Also known as the Leguminosae or Pea family, the Fabaceae is the third largest flowering plant family in the World with around 18,000 species, and of massive economic as well as botanical importance for the myriad species of edible legume utilised the World over (see Fabulous Fabaceous Facts below!).
The Fabaceae in brief:
- Very large and cosmopolitan family of trees, climbers, shrubs and herbs, many are crop plants
- Leaves compound often pinnate with tendrils and stipules present
- Flowers in racemes, usually zygomorphic with 5 toothed calyx tube
- Flowers butterfly-like (hence one name for the sub-family Papilionoideae) with 5 petals often arranged as in the pea flower: 1 top (standard), 2 side (wings) & 2 fused lower (keel, enclosing the stamens)
- Usually 10 stamens, sometimes fused
- Ovary superior and fruit is a pod (the principal unifying feature of the family) usually several seeded and dehiscent and modified in many ways to facilitate dispersal by animals, wind and water.
Example from the Fabaceae:
Lathyrus latifolius (Broad-leaved Everlasting Pea)
The vetchlings, Lathyrus species, are similar to the true vetches, Vicia species, both genera having pinnate leaves and the terminal leaflet absent or replaced by tendrils. Key differences are the vetchlings have fewer leaflets – sometimes just one pair as in Lathyrus latifolius illustrated here, and often winged stems. In Lathyrus species the styles are hairy on the upper side only, like a toothbrush (whereas Vicia has styles hairy all round, like a bottle brush, check it out!). Lathyrus latifolia is not native in Britain, but commonly and robustly naturalised on waste ground and with large, spectacularly Fabaceous magenta-pink pea-flowers, 15-30 mm long and grouped 5-15 together on a long stalk and equally large pea pods.
Fabulous Fabaceous fact 1: Many Legumes are able to convert atmospheric nitrogen into nitrogenous compounds useful to plants by the presence of root nodules (visible to the naked eye) containing bacteria of the genus Rhizobium. These bacteria have a symbiotic relationship with Legumes, fixing free nitrogen for the plants. In return legumes supply the bacteria with a source of fixed carbon produced by photosynthesis. This enables many Legumes to survive and compete effectively in nitrogen poor conditions.
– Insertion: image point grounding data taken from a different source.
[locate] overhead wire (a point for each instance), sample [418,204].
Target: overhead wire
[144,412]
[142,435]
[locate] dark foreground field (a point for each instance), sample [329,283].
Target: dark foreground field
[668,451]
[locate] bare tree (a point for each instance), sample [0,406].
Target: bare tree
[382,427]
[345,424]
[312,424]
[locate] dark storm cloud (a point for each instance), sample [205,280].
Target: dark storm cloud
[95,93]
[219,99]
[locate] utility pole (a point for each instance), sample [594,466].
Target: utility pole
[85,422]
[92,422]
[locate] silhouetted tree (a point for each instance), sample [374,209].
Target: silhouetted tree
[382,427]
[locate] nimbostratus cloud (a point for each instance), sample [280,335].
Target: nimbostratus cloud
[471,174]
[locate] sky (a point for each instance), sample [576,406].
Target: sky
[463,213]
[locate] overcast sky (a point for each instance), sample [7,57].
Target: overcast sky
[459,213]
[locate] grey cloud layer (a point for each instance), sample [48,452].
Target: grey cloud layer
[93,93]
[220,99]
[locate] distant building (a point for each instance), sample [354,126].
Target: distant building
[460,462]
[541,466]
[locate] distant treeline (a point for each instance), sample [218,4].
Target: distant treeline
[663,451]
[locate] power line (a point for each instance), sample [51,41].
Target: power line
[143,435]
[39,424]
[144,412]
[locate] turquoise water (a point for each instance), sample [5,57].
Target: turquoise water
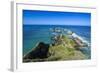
[33,34]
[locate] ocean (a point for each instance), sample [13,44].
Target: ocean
[33,34]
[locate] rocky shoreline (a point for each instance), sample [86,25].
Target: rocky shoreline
[62,48]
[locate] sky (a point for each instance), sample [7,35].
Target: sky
[36,17]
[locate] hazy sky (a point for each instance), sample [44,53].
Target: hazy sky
[32,17]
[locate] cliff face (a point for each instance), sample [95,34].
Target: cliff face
[64,49]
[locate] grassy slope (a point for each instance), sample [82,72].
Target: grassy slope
[65,51]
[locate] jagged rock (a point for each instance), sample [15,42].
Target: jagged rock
[41,51]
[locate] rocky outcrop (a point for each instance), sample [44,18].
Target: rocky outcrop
[40,52]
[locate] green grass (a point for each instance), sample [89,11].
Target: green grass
[64,51]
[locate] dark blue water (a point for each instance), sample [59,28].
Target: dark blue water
[32,34]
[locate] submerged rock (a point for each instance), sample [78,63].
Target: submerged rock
[41,51]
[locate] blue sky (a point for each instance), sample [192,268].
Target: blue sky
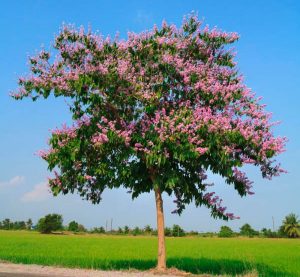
[268,56]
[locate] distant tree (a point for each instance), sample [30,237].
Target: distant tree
[177,231]
[247,230]
[225,232]
[50,223]
[153,112]
[126,230]
[29,224]
[291,226]
[73,226]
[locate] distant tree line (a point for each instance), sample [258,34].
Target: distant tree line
[290,228]
[7,224]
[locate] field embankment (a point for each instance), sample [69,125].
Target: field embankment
[269,257]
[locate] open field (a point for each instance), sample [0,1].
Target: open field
[269,257]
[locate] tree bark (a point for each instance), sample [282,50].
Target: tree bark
[161,260]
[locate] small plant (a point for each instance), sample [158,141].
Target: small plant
[50,223]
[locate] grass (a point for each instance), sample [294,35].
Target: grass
[269,257]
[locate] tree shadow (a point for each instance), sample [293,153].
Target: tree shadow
[198,266]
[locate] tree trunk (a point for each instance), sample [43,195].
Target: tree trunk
[161,260]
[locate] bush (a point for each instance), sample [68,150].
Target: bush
[50,223]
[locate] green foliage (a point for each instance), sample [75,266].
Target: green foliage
[291,226]
[50,223]
[225,232]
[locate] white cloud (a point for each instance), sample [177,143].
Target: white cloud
[15,181]
[39,193]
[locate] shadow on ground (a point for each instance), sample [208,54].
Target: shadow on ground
[199,266]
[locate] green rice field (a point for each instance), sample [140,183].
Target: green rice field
[268,257]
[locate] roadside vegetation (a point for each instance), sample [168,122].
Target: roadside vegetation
[195,254]
[290,228]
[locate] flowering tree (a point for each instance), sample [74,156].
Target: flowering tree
[153,112]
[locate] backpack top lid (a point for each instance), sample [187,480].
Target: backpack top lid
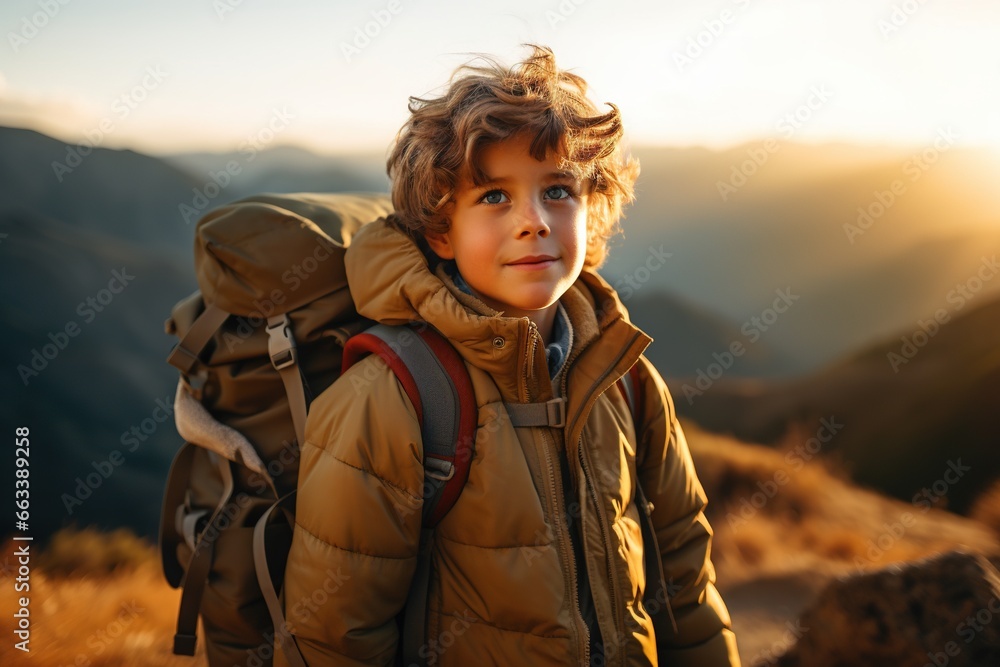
[283,250]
Fabulous Fabaceous fact 2: Economically, the Fabaceae is the most important family in the Dicotyledonae (Harborne, 1994). Legumes are second only to the Grasses (cereals) in providing food crops for world agriculture. In comparison to cereal grains, the seeds of Legumes are rich in quality protein, providing a highly nutritional food resource. The major staple foods (see 3 below) are all legumes. The total world value for leguminous crops is approximately $US two billion per year. Many more legumes are local food plants.
Fabulous Fabaceous fact 3: The sub-family Papilionoideae contains most of the important leguminous crop species such as the Soya Bean (Glycine max), Common Pea (Pisum sativum), Chickpea (Cicer arietinum), French Bean (Phaseolus vulgaris), Lentil (Lens culinaris) and Peanut (Arachis hypogaea).
Fabulous Fabaceous fact 3: In addition to food legumes many other legumes yield important fodders, green manures and forages, e.g. Lupinus (Lupin), Medicago (Alfalfa) and Trifolium (Clover).
Fabulous Fabaceous fact 4: Legumes are utilised for a variety of other purposes including timber, medicine, tannins and gums. Various species of Lonchocarpus and Derris are the source of rotenone, which is used as an insecticide, fish poison or molluscicide. Some Legume trees yield valuable resins, used in varnishes, paints and lacquers, e.g. Copaifera and others are the source of dyes, e.g. Indigofera which is cultivated for a blue dye – of blue jeans fame!
Fabulous Fabaceous fact 5: The economic importance of the family is likely to increase as human pressure places greater demand on marginal land. Many Legume species are characteristic of open and disturbed places and are thus well adapted to grow under poor conditions (because of their rhizobial symbiosis!).